Retailer Land's End will get a trial in its case against defendants accused of profiting from the company's online affiliate program through a scheme that gave "typosquatting" a new twist.
What is Typosquatting?
"Typosquatting" is the practice of registering misspellings of famous trademarks as domain names. Most typosquatters do this to divert Internet users who are seeking the trademark owner's Web site or to attempt to sell the domain name to the trademark owner.
In this case, though, the defendants sent users to the real Land's End site, but only after funneling them through "affiliate" sites so that the defendants could collect commissions on any purchases the users made from the Land's End site.
The Anticybersquatting Consumer Protection Act
Land's End filed the suit in the U.S. District Court for the Western District of Wisconsin against Thinkspin Inc., Braderax Inc. and Michael Seale, alleging cybersquatting, fraud and breach of contract.
A fourth defendant, Eric Remy, is also named, but he was not involved in the motions that led to the current court ruling.
The suit alleges violations of the federal Anticybersquatting Consumer Protection Act, false advertising in violation of federal and state law, fraud, and breach of contract.
The ACPA prohibits registration of another's trademark as a domain name if it is done with "bad faith" intent to profit. Typosquatting falls within the ACPA.
Defendants' Alleged "Misspelling" Scheme
According to the complaint, the defendants applied for and were accepted into the Land's End affiliate program, which allows Web site owners to post links on their sites to the Land's End Web site. When an Internet user reaches the Land's End site through the link on the affiliate site and makes a purchase, the affiliate gets a commission on that sale.
According to the complaint, the defendants claimed to operate several Web sites —savingsfinder.com, poshshops.com and shoppersguide.com — that attracted hundreds of thousands of visitors every month. The defendants told Land's End that these sites would contain the links to landsend.com.
However, the retailer alleges, the defendants failed to disclose that they had also registered as domain names dozens of misspellings of the Land's End trademark. When Internet users typed in one of those misspellings, they would appear to be taken directly to the real Land's End site.
According to the complaint, the user's request was really funneled through one of the three "legitimate" affiliate sites so that the defendants could increase their commissions.
The defendants moved for summary judgment on all claims, asking the court to rule in their favor without a full trial.
U.S. District Judge Barbara B. Crabb denied the motion with respect to the cybersquatting, fraud and breach-of-contract claims, saying Land's End had presented enough evidence for a jury to find in its favor on these allegations.
The defendants argued they should not be held liable because their scheme actually helped Land's End by sending more people to the retailer's real Web site. Without the defendants' setup, they argued, people who mistyped the landsend.com address would likely have given up and gone elsewhere.

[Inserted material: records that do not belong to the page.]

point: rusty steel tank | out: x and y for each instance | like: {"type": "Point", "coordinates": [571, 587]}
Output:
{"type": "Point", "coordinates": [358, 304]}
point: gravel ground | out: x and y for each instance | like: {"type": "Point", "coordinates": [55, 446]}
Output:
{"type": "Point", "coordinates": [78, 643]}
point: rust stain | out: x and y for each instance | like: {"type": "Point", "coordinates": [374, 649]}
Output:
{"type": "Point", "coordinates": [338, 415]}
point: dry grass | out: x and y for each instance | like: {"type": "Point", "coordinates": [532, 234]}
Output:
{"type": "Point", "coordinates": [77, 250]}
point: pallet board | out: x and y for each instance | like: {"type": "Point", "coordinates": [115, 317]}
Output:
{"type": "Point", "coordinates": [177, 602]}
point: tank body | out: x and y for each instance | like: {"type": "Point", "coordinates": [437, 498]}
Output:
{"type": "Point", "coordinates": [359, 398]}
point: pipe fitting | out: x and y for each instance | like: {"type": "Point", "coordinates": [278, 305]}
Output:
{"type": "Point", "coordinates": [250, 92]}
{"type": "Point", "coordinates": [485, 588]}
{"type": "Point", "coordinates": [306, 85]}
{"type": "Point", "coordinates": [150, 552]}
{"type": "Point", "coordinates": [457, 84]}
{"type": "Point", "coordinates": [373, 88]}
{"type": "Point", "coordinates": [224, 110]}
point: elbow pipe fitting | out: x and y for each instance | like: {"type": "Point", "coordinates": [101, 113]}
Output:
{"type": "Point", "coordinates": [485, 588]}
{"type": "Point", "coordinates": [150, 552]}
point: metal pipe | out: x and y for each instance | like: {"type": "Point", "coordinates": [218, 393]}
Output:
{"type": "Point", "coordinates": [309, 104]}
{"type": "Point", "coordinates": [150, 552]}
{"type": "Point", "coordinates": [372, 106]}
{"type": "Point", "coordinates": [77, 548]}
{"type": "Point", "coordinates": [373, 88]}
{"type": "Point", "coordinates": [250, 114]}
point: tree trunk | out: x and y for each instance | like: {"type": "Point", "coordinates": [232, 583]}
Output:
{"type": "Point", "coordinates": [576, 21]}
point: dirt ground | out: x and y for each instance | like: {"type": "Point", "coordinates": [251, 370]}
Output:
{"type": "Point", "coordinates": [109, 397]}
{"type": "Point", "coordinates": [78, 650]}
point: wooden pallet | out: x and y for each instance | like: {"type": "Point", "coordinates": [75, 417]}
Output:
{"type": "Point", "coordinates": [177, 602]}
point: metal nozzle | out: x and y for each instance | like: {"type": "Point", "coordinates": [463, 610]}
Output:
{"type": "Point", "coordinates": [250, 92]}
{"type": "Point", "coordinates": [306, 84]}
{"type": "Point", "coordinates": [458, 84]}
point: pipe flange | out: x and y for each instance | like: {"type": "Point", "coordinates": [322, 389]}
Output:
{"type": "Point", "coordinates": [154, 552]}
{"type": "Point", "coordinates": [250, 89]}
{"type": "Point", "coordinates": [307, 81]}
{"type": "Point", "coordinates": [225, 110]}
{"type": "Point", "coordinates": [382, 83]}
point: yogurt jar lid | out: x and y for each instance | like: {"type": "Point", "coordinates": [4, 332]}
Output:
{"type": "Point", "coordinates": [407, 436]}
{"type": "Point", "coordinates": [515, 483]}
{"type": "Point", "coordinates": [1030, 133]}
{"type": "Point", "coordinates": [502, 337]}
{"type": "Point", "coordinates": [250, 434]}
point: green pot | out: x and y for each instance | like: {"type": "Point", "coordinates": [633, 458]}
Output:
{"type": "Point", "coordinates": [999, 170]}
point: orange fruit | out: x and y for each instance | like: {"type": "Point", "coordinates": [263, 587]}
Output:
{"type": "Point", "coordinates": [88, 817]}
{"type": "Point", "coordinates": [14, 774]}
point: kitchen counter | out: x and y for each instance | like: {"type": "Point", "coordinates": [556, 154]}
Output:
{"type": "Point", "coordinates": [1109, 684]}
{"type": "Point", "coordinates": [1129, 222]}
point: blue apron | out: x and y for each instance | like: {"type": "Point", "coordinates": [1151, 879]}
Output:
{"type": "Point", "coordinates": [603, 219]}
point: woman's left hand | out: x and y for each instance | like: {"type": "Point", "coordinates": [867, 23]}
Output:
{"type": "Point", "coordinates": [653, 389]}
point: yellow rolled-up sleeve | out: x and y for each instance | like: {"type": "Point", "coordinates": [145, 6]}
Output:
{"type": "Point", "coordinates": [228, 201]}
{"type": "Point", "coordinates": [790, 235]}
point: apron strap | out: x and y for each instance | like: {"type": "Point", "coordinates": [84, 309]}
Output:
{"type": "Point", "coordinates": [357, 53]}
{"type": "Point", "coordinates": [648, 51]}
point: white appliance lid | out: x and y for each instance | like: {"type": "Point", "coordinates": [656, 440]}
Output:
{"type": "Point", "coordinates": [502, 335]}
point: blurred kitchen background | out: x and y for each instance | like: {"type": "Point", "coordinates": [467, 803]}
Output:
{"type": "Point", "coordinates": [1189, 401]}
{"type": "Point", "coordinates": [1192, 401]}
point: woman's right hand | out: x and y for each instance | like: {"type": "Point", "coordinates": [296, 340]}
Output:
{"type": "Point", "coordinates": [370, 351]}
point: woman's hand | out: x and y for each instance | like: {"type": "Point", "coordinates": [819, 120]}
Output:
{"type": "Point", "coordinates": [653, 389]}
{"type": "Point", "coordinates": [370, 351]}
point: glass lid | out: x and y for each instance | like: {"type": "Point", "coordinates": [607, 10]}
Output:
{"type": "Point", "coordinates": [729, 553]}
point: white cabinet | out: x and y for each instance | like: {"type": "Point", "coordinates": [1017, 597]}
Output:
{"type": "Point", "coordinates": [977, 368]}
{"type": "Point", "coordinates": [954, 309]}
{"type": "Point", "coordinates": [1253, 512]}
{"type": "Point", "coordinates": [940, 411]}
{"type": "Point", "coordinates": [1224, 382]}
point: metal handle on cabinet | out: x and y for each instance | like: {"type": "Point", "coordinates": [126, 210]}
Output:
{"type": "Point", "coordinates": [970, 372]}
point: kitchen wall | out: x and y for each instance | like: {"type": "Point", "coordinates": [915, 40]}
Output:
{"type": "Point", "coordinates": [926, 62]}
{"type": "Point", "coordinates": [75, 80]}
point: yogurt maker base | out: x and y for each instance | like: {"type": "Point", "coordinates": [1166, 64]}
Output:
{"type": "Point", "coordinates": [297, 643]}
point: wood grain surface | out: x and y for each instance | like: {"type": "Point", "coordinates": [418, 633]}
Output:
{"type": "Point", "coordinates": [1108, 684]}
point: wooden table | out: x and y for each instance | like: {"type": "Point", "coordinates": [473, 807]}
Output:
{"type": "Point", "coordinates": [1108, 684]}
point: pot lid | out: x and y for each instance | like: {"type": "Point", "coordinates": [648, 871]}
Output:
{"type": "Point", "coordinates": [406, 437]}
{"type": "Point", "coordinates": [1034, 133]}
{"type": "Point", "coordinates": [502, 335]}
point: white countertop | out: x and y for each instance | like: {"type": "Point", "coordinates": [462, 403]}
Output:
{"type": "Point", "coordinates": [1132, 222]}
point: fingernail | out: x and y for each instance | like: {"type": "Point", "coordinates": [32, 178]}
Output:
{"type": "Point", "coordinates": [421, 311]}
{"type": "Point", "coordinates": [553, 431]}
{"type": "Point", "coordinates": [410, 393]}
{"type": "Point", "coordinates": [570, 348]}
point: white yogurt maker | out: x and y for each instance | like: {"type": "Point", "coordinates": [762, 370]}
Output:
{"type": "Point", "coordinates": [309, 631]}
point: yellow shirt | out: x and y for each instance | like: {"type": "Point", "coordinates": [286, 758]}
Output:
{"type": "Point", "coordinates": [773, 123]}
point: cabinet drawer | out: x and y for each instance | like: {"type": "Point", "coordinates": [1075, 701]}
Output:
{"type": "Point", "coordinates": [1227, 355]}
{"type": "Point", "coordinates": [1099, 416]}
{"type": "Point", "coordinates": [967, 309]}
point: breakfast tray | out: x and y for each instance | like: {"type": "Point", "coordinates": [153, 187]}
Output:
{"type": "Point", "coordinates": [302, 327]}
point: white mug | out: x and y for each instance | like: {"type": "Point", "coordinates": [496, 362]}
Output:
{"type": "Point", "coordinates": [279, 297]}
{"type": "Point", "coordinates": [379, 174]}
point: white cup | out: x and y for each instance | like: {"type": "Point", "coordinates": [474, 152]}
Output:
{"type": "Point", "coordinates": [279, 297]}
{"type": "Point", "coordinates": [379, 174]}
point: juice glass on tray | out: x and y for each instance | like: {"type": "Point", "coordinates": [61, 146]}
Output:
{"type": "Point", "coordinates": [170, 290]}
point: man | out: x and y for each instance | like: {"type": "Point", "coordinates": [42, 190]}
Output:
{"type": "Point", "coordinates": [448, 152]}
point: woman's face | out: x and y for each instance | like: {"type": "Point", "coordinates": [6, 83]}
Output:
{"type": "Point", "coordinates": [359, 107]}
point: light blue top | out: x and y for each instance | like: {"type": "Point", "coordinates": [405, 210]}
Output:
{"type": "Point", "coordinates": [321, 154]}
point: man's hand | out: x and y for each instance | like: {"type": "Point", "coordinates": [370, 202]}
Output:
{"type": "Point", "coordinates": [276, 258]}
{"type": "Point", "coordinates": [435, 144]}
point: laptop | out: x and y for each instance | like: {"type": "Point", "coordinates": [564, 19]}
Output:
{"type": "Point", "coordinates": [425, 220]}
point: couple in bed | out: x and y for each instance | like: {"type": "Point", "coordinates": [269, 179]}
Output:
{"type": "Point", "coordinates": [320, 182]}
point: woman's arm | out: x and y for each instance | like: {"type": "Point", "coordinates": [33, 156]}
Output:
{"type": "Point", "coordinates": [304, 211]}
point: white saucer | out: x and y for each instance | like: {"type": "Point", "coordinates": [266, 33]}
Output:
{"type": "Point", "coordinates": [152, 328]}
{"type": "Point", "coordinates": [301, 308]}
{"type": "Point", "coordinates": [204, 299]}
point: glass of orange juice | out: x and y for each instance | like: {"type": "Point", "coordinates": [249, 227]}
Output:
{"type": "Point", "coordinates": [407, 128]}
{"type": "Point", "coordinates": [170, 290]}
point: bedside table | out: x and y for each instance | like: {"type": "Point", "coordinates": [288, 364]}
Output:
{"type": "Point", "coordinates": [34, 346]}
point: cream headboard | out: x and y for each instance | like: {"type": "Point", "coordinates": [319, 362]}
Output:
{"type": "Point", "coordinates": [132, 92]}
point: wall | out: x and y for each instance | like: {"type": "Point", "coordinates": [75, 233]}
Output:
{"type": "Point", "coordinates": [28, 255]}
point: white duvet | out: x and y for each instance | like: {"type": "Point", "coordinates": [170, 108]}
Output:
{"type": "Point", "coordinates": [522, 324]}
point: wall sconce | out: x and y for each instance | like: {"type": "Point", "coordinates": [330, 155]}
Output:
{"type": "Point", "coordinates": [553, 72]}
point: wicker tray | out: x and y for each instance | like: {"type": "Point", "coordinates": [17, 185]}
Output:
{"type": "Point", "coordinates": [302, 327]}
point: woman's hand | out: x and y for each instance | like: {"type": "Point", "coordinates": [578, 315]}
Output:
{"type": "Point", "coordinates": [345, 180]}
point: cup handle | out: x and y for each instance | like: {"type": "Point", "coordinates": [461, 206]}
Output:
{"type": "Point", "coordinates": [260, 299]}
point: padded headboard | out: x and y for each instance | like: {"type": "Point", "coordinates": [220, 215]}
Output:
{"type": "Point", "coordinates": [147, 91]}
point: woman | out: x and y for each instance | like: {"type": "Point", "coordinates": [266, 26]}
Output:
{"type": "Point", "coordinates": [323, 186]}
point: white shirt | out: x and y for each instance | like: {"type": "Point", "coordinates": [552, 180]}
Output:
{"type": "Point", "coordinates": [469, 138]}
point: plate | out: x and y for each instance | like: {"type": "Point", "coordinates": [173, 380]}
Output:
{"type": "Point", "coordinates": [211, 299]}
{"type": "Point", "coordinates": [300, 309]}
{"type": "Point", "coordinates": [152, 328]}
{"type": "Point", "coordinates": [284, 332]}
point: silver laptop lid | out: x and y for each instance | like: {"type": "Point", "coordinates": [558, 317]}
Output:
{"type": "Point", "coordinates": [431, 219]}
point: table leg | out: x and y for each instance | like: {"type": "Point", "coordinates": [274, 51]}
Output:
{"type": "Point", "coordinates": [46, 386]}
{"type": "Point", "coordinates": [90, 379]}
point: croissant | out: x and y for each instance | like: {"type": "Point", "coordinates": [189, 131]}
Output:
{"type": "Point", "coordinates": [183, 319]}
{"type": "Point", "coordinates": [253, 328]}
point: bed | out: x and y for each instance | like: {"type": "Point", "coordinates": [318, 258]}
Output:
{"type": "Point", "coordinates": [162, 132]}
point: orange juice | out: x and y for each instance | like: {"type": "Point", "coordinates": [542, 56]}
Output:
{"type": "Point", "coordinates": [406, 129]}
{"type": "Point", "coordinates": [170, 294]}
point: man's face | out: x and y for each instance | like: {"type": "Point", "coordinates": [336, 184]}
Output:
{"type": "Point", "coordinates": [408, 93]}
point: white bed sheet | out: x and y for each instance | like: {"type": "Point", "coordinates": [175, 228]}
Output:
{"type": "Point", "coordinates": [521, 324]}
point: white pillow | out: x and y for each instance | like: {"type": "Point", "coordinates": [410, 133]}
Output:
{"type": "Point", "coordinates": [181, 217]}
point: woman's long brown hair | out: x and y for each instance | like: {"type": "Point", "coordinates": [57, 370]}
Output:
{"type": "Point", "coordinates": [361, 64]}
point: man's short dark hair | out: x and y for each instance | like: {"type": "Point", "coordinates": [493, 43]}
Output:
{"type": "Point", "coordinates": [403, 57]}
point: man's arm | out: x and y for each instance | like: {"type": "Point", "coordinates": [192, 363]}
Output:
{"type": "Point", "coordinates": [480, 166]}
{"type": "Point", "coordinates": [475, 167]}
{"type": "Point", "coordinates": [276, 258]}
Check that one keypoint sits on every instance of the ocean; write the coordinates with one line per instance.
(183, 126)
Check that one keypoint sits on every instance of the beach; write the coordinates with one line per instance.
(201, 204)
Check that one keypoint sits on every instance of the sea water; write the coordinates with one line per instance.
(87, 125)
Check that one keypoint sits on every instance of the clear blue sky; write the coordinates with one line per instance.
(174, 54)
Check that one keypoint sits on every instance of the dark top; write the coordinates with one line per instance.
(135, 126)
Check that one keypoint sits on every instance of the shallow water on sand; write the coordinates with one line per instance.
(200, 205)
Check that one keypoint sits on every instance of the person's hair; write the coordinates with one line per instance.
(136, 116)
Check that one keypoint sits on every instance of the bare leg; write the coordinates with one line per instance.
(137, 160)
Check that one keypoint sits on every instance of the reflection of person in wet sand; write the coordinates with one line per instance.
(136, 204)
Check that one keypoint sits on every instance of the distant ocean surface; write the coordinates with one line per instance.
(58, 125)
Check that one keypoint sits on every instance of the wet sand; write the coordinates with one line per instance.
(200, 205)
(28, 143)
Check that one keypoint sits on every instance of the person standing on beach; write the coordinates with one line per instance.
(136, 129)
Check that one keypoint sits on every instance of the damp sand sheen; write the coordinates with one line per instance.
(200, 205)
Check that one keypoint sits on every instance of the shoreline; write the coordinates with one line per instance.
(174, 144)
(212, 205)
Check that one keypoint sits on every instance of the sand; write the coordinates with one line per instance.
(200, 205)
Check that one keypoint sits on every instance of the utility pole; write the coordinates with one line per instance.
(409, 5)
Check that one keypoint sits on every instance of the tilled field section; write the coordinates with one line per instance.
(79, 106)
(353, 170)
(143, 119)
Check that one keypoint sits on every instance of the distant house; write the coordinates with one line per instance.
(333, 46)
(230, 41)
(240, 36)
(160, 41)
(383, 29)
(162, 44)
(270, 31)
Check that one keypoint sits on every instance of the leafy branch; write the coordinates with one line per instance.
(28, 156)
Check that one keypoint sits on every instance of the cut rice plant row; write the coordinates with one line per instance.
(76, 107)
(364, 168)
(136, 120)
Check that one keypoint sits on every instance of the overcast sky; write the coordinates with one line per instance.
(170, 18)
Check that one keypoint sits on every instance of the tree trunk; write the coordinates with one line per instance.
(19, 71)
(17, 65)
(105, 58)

Judge Crabb called that argument "specious at best" and said most people would have noticed their mistake and typed the correct address.
The judge did grant summary judgment to the defendants on the false-advertising allegations. Those claims fail, she said, because they require public dissemination of the alleged falsehood, and the defendants here concealed their scheme.
Land's End Inc. v. Remy et al., No. 05-C-368-C, 2006 WL 2521321 (W.D. Wis. Sept. 1, 2006).